Clairement le coronavirus n’a fait que porter à sa quintessence une évolution déjà en cours. Depuis l’adoption du quinquennat en 2000, l’Assemblée nationale, élue dans la foulée des présidentielles, se trouve dans une dépendance totale envers l’Élysée. Les députés de la majorité sont les obligés du chef de l’État auxquels ils doivent leur élection. Ainsi, ils sont condamnés à une servilité à peu près totale. D’ailleurs, dans l’affaire de la crise sanitaire, ils se font volontiers hara-kiri en votant sans sourciller les renouvellements successifs de l’état d’urgence qui leur sont demandés par l’exécutif. Le drame vient autant du manque de caractère de la représentation nationale que des institutions. Une forme d’autocratie s’est de toute évidence substituée à la démocratie parlementaire. Les décisions (ou non décisions) viennent d’en haut et ne sont pas discutées. Le débat parlementaire sur la politique sanitaire est considéré comme une perte de temps et d’énergie. Au fond, c’est le discours de la présidence « Jupiter » qui trouve à s’appliquer dans le contexte de la crise sanitaire. Un tel dispositif lié à des circonstances exceptionnelles est concevable pour une brève période de quelques semaines. Or il s’éternise, dans l’indifférence générale…  Les fondements mêmes de la démocratie sont suspendus et le Parlement marginalisé.

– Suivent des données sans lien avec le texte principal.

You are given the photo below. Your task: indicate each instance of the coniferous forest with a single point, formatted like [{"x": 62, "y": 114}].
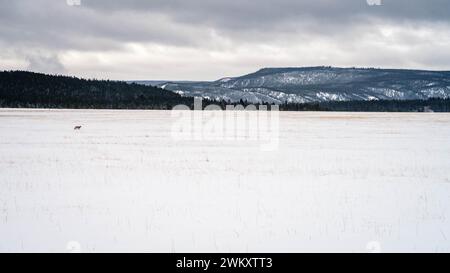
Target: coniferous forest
[{"x": 20, "y": 89}]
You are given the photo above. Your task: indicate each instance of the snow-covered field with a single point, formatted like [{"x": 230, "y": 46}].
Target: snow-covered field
[{"x": 336, "y": 182}]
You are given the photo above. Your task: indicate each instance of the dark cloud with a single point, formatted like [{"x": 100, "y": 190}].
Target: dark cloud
[{"x": 221, "y": 34}]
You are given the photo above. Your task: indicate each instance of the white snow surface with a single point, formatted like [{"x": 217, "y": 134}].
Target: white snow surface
[{"x": 338, "y": 182}]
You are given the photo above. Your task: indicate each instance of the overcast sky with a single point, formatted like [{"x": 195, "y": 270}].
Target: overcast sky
[{"x": 210, "y": 39}]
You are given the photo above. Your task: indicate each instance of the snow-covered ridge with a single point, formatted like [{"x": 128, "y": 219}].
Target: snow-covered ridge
[{"x": 311, "y": 84}]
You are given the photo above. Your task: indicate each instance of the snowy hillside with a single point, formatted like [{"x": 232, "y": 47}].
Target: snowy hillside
[
  {"x": 312, "y": 84},
  {"x": 337, "y": 182}
]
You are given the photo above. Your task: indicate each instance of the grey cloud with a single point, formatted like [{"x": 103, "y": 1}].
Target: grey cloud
[{"x": 46, "y": 64}]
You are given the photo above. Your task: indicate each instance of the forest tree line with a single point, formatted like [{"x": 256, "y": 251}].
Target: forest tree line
[{"x": 20, "y": 89}]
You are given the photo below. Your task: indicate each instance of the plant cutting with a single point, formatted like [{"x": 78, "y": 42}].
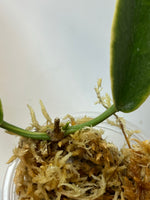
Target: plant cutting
[{"x": 71, "y": 160}]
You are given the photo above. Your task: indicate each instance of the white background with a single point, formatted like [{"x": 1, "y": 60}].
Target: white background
[{"x": 54, "y": 50}]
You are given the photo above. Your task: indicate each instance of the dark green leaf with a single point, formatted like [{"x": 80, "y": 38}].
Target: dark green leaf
[{"x": 130, "y": 54}]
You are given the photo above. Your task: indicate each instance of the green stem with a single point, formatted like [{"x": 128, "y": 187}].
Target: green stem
[
  {"x": 71, "y": 129},
  {"x": 24, "y": 133},
  {"x": 110, "y": 111}
]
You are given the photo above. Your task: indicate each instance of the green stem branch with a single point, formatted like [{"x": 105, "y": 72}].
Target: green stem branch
[
  {"x": 23, "y": 132},
  {"x": 70, "y": 129},
  {"x": 110, "y": 111}
]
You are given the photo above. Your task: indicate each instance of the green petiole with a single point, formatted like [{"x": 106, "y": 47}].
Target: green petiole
[{"x": 66, "y": 129}]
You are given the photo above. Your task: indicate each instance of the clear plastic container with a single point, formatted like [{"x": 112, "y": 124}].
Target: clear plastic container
[{"x": 112, "y": 134}]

  • La crise sanitaire va-t-elle déboucher sur une crise parlementaire ?

Non, sans doute pas une crise parlementaire dès lors que le Parlement, en tout cas l’Assemblée nationale, est largement annihilée. Mais une crise de société, sans aucun doute. Les colères qui ne trouvent pas à s’exprimer dans le Parlement risquent de se développer ailleurs notamment dans la rue. L’effacement de la démocratie parlementaire, aggrave la fracture entre la nation et ses dirigeants. Le Parlement sert en principe de courroie de transmission entre les élites dirigeantes et le peuple. Celle-ci a complétement disparu. Les dirigeants politiques se coupent ainsi de la nation. Leurs décisions dans cette crise sanitaire sont ressenties comme imposées d’en haut sans débat et sans concertation : elles suscitent une vague d’incompréhension. Selon une enquête Odoxa-Backbone consulting tirant le bilan d’un an de crise sanitaire, 83% des Français estiment que le gouvernement ne sait pas où il va. Une immense lassitude gagne le pays qui ne trouve plus à s’exprimer à travers ses représentants. La situation est terriblement explosive. Il ne manque que l’étincelle.